When it comes to space, hardware matters, and currently useful space hardware is a very scarce commodity. People are optional. A Shuttle can get into orbit with no crew aboard. It could return that way as well, with some minor design modifications (actuators for nose-wheel steering and brakes, and gear deployment). But no one gets to space without transportation. Many of us would walk there if we could, but we can’t.
Yesterday, we lost a quarter of our Shuttle fleet. The next time we fly, we’ll be putting at risk a third of the remainder. If we lose that one, every flight thereafter will be risking half of America’s capability to put people into orbit.
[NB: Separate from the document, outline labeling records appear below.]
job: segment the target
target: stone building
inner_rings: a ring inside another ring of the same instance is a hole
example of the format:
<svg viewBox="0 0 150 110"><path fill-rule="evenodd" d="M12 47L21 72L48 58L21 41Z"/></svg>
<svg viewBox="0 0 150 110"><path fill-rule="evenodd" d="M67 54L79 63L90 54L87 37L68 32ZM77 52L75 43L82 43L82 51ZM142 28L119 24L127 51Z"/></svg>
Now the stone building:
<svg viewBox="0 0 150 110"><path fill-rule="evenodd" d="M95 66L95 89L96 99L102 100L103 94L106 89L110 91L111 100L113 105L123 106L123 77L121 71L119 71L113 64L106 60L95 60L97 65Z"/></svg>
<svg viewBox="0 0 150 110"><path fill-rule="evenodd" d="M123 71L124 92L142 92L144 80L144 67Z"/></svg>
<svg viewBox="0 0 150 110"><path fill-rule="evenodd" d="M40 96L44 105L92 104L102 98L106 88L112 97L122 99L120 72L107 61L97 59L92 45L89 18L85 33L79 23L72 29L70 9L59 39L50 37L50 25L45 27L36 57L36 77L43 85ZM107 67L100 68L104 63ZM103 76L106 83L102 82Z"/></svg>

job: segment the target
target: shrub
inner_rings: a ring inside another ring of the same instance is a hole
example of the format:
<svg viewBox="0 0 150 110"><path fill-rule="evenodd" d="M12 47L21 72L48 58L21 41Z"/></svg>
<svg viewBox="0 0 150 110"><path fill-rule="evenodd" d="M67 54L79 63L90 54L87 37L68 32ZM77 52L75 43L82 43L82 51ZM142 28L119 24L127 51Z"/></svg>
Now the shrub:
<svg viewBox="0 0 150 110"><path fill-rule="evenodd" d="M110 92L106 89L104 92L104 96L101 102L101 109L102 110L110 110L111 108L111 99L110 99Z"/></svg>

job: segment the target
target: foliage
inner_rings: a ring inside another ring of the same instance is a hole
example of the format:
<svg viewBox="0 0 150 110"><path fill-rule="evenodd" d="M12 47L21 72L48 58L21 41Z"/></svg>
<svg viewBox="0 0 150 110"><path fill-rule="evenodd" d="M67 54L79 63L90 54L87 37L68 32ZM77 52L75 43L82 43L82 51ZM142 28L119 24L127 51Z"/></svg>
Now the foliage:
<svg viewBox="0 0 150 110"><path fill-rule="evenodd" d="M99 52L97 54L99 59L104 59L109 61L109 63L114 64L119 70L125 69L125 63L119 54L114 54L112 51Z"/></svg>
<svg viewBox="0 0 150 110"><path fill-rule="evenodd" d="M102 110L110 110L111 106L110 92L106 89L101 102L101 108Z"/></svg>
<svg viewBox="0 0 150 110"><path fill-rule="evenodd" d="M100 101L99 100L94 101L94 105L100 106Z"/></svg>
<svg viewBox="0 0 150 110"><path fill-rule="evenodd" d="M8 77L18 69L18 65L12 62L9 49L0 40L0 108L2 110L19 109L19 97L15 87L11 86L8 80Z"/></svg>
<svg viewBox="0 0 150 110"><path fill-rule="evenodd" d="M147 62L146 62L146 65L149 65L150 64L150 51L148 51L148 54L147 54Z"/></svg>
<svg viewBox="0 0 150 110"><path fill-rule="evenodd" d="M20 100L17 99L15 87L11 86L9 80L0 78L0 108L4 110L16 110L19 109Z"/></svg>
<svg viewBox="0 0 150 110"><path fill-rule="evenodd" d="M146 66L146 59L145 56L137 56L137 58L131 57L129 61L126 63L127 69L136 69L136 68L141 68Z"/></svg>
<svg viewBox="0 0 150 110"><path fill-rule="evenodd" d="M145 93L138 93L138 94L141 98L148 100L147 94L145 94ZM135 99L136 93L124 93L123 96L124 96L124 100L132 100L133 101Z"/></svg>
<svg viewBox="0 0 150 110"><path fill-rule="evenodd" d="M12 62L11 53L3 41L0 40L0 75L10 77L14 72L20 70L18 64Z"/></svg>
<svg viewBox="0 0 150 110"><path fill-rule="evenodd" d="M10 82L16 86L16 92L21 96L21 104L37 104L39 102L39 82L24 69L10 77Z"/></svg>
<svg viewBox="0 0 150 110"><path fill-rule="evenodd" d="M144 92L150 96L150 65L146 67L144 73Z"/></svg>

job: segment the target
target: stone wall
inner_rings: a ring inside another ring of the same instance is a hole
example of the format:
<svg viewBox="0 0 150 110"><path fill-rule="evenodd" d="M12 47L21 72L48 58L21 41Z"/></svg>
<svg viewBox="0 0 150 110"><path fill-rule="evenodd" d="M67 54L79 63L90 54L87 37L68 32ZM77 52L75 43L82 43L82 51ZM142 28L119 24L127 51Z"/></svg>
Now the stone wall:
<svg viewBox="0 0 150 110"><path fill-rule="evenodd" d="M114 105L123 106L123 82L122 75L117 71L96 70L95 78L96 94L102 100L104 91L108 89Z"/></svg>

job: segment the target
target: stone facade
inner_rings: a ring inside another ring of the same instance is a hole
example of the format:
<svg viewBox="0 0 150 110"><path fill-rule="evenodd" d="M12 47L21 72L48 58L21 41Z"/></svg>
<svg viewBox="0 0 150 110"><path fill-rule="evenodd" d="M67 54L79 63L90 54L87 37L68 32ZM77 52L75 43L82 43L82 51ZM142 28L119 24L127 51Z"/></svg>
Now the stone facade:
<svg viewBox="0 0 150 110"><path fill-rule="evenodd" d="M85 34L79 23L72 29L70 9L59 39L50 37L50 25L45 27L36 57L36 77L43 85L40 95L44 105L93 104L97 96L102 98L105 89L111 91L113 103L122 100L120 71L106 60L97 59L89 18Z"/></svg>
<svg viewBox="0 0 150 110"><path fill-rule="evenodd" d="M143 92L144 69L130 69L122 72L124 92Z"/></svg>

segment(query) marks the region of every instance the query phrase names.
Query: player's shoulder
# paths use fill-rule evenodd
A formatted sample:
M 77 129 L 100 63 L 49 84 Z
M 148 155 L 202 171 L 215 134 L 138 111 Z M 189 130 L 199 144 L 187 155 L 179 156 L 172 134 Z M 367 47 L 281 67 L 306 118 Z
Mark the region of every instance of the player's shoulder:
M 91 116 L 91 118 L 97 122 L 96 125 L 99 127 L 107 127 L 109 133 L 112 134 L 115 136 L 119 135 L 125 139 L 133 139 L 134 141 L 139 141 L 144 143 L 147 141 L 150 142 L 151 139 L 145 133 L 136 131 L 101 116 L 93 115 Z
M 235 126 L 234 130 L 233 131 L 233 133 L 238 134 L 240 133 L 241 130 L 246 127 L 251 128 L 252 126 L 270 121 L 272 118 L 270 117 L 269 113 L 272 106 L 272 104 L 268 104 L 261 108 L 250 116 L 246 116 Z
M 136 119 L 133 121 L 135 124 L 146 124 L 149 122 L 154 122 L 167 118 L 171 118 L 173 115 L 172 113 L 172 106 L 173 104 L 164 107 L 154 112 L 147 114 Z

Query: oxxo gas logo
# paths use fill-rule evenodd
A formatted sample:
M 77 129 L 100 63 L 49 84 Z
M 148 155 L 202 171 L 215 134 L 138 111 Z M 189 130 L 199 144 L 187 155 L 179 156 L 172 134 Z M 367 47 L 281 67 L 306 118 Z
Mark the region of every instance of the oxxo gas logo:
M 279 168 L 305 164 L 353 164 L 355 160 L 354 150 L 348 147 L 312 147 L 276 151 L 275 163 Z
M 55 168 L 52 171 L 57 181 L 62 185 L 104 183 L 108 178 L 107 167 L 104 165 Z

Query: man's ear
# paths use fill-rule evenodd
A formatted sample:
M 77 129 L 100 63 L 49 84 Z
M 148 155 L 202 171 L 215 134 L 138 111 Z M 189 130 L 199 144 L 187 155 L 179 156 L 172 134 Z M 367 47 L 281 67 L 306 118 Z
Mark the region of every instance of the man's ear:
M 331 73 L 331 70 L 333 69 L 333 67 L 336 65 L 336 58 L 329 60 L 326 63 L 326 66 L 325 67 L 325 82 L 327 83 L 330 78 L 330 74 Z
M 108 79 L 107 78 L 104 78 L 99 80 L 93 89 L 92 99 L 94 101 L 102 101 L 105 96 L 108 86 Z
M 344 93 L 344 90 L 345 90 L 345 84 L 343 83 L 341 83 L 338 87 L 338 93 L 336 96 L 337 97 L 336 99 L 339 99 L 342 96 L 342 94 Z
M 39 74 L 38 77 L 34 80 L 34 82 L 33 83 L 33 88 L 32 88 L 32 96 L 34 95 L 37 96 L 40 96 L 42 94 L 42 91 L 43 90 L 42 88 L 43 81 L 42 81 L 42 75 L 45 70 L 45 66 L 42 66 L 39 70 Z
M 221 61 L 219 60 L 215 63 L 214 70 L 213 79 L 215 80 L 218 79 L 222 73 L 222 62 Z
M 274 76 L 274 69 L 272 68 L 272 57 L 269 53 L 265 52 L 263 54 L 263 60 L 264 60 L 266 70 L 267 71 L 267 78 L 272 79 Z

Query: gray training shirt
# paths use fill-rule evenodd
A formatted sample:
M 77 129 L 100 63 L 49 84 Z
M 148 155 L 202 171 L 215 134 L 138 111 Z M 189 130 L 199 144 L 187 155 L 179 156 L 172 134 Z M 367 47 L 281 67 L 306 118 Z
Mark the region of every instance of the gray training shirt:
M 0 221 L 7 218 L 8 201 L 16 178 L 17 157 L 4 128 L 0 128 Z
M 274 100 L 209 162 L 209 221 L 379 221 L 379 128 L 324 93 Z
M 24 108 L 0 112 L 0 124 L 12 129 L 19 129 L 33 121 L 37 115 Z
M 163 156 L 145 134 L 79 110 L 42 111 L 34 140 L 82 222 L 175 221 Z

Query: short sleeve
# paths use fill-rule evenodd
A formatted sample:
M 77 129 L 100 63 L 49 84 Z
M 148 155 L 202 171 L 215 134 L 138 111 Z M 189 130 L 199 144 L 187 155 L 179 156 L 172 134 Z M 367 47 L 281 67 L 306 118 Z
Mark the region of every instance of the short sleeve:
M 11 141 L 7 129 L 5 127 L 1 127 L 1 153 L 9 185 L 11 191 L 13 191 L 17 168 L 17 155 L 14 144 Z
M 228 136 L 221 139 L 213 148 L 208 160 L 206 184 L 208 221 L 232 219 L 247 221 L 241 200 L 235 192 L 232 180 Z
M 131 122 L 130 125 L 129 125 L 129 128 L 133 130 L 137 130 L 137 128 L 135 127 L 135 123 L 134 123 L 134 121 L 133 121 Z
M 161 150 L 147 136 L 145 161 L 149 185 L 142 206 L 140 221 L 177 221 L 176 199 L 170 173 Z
So, when I grieve the loss of Columbia, it’s not because it was just a symbol. What I truly grieve is the loss of the capability that it not just represented, but possessed. That vehicle will never again deliver a payload or a human to space. It cost billions of dollars to build, and would cost many billions and several years to replace. That was the true loss yesterday, not the crew. I think that people realize this on some level, but feel uncomfortable in articulating it.
Read the whole thing, and note that this is a theme that continues to this day, articulated most fully in my book.
I agree with you 100% on this one Rand…
And I would go a bit further and agree with Mr. Crippen that there was an intrinsic value that was lost when Columbia broke up. She, he, it, was a living breathing entity, a creature of God’s own Earth….
People tend to act as if they value their own lives at $9 million. If NASA values an astronaut life at more than a billion dollars, it will end up spending far more on safety than the astronauts would spend on themselves.